五妹雖然高興,但一想石清是城裏人,又那麼幹淨,而妹夫這個邋邋遢遢的樣子……
沒聽到回答,石清又問了一遍:“你們在哪啊?我這就去你家了。”
五妹就想反正就住一晚,反正他帶著換洗衣服,讓他去他家洗洗澡就是了。就說:“你回我家等吧,我們這就到了。”
看著石清把根全帶走,五妹心裏很是感激他,這個淡淡的人卻有一副熱心腸。
當五妹轉過身上樓時,她才感到我今天是這麼累,空著手都覺得上樓費勁,兩腿發酸。開開門我就直接去臥室順勢撲到了床上再也不想動了。
這時柳樹的電話又來了,我趕緊跟她說了今天下午的情況,當然沒把根全另她不快的地方跟她說,還撒謊說他很積極呢。
柳樹聽了當然很高興,她長長的舒了一口氣說:“哎呀,五姐啊,終於把他攆出去了。”
五妹沒有笑,她當然理解她這句話裏有多少辛酸。
但那頭的柳樹馬上又驚叫:“哎你說姐,他不會幹不好被人家再攆回來啊?那就壞了啊。”
“不會,做飯本來就是他喜歡的,再說又不累,老板又是我朋友,不會輕易趕他走的,你別胡想了啊。你的傷口長的好不好?天熱,可得好好注意,別叫傷口發了啊。”我想起她的脖子就心裏發涼,說著話眉頭不自覺的皺了起來。

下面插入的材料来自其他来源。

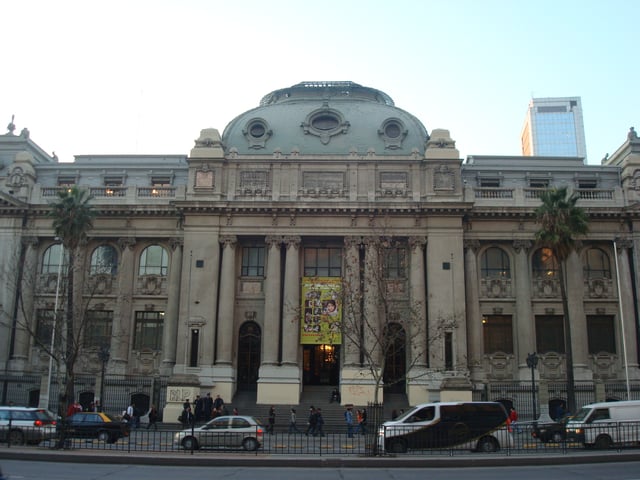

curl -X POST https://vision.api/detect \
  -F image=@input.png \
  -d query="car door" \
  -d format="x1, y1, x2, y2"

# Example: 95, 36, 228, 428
200, 417, 229, 447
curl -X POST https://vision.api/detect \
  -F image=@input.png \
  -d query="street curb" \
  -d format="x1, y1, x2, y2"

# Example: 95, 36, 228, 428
0, 447, 640, 468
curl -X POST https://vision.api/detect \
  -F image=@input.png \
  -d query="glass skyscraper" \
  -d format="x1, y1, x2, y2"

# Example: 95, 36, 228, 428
521, 97, 587, 163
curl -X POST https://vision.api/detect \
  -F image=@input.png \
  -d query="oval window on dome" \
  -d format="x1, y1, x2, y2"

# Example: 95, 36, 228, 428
384, 122, 402, 138
311, 113, 340, 132
249, 122, 267, 138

“沒事五姐,傷口長的很好,這些天心情也好嘛,嗬嗬。”柳樹笑出了聲。
她開心,五妹很有成就感,姐妹倆就開心的聊了一會。
柳樹忽然又不放心的叫:“五姐,你知道他那個沒出息的樣子,平時就麻煩你多去那裏看看他,照顧照顧他,盡量別讓他跑回家來了……唉!”
五妹無奈的說:“放心吧,管好你自己就是了啊。”
第二天,五妹一起來就給根全打電話,他好久才接了電話,睡意朦朧的“喂”了一聲。
五妹聽了就急急的說:“你還沒起來啊,你得趕緊去工地上班去。”
他不高興的說:“急啥呀,今天去了也幹不了活——”
五妹聽了氣的大叫:“不說好了今天幹活嗎……”
她忽然忍住了,就改為輕聲細語的說:“你幹不幹的了活也得先去把東西拾掇好啊,然後跟人家熟悉熟悉的是不是……再說,人家石清還要鎖上門上課呢,你不早點走怎麼行啊。”
五妹像哄孩子似的說了一大套後他才勉強同意了。